Some reviewers have suggested that Pride is a nostalgic yearning for a time where things were more black and white. I disagree quite strongly with this. For me, the film represents a moral possibility with us now more than ever. A possibility of solidarity beyond identity, of politics beyond identity politics. Pride does not turn a blind eye to the difficulties such solidarity meets: smugness, self-interested indifference or internal rivaries. But it also shows that things C A N be easy, and that holding on to the idea that things MUST be difficult is extremely dangerous.
Pride celebrates the alliance between gay activists and coal miners in the eighties. A coal strike was struggling to overthrow the thatcherite policies. A group of gay activists decide that they should take part in the miners' struggle. After all, the characters in the film argue, they have a lot in common: their resisitance has similar features.The gang - in which friction is not completely non-present - heads off to Wales, where they meet their miners' and their families. In one sense the ensuing story chronicles the awkward encounter between urban and rural, but at the same time, the film shows the instability of these categories, and the ways encounters are much too unruly than we would expect in our gloomy preconceived ideas about differences and 'different interests'. What I liked best is perhaps how the film shows that this unruliness is something hopeful. A very limited part of the film's funny moments center around the clash between macho hicks and streetsmart gays. When we see such clashs, the aim is to reveal not the clash itself (haha, hicks and gays!!) but rather, the fragilities, secrets and hostilities at hand. Often, we see situations in which that type of clash never appears, and how people deal with this, to them, surprising openness.
One of the threads is the story about Gethin, who has left his homophobic village a long time ago. The film follows the struggle he goes through upon returning to Wales, and making an effort to talk to his family again. Small things matter. In one scene, the head of the committee in the village supported by the activists makes a phonecall and expects to talk to Gethin's boyfriend. But when she hears that she is talking to Gethin, she gently wishes him merry Christmas in Welsch.
I particularly appreciated the way the gender divisions both within the queer movement and the miners' community was dealt with. Perhaps the really good descriptions are of the wives of the miners, and the way they have formed a crucial part of the political struggle, while still being in a way subjected to a role in the shadows.
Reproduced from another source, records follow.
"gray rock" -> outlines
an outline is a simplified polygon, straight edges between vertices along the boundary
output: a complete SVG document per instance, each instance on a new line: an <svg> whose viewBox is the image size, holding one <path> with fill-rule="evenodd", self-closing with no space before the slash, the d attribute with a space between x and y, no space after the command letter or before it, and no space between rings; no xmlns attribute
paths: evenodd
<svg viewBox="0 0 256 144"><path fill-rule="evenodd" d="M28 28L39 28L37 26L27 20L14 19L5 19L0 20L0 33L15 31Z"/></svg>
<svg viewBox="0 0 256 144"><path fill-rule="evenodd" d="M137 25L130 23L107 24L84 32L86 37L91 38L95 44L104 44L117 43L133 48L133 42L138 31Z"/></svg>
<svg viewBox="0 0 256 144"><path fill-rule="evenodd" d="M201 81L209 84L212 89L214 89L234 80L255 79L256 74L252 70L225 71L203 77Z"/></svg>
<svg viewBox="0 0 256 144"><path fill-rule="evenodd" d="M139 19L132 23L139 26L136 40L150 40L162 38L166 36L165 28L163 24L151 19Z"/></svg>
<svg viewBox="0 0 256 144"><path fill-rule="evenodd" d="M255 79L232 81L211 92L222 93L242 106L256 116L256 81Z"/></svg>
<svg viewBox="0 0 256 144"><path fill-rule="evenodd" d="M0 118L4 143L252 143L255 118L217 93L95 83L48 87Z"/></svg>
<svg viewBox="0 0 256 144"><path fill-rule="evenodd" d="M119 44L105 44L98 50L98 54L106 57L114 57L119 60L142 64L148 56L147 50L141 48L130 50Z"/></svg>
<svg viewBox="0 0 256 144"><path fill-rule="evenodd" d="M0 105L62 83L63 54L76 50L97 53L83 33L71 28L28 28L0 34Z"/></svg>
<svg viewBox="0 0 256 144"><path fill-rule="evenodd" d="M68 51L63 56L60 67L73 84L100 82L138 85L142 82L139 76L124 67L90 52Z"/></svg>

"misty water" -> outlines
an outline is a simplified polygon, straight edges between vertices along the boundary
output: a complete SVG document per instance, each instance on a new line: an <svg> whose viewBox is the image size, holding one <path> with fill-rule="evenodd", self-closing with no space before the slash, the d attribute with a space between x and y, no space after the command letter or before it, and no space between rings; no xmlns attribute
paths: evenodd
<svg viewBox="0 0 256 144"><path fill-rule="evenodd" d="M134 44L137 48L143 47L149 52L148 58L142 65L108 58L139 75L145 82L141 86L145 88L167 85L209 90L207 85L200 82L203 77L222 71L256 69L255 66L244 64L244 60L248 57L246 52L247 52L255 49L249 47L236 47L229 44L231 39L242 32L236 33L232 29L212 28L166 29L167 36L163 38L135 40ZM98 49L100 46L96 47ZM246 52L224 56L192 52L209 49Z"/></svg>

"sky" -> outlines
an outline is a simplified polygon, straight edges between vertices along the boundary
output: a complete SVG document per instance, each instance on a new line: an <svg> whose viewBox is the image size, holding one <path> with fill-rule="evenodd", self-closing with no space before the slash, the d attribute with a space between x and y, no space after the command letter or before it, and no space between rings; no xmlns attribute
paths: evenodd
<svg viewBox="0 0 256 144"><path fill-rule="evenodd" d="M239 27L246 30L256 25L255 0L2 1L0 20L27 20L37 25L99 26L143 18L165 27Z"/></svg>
The scenes in which the ladies from Wales head off to London to celebrate are marvellously moving in bringing out a sense of rebellion and freedom - but not freedom here described as 'the freedom of the city against the freedom of the narrow-minded village' but rather freedom as a celebration of life. Strangely, I come to think of the Ealing comedy Whisky Galore! (1949) and its representation of community, mischief and resistance.
Some reviewers have suggested that Pride is a nostalgic yearning for a time where things were more black and white. I disagree quite strongly with this. For me, the film represents a moral possibility with us now more than ever. A possibility of solidarity beyond identity, of politics beyond identity politics. Pride does not turn a blind eye to the difficulties such solidarity meets: smugness, self-interested indifference or internal rivaries. But it also shows that things C A N be easy, and that holding on to the idea that things MUST be difficult is extremely dangerous.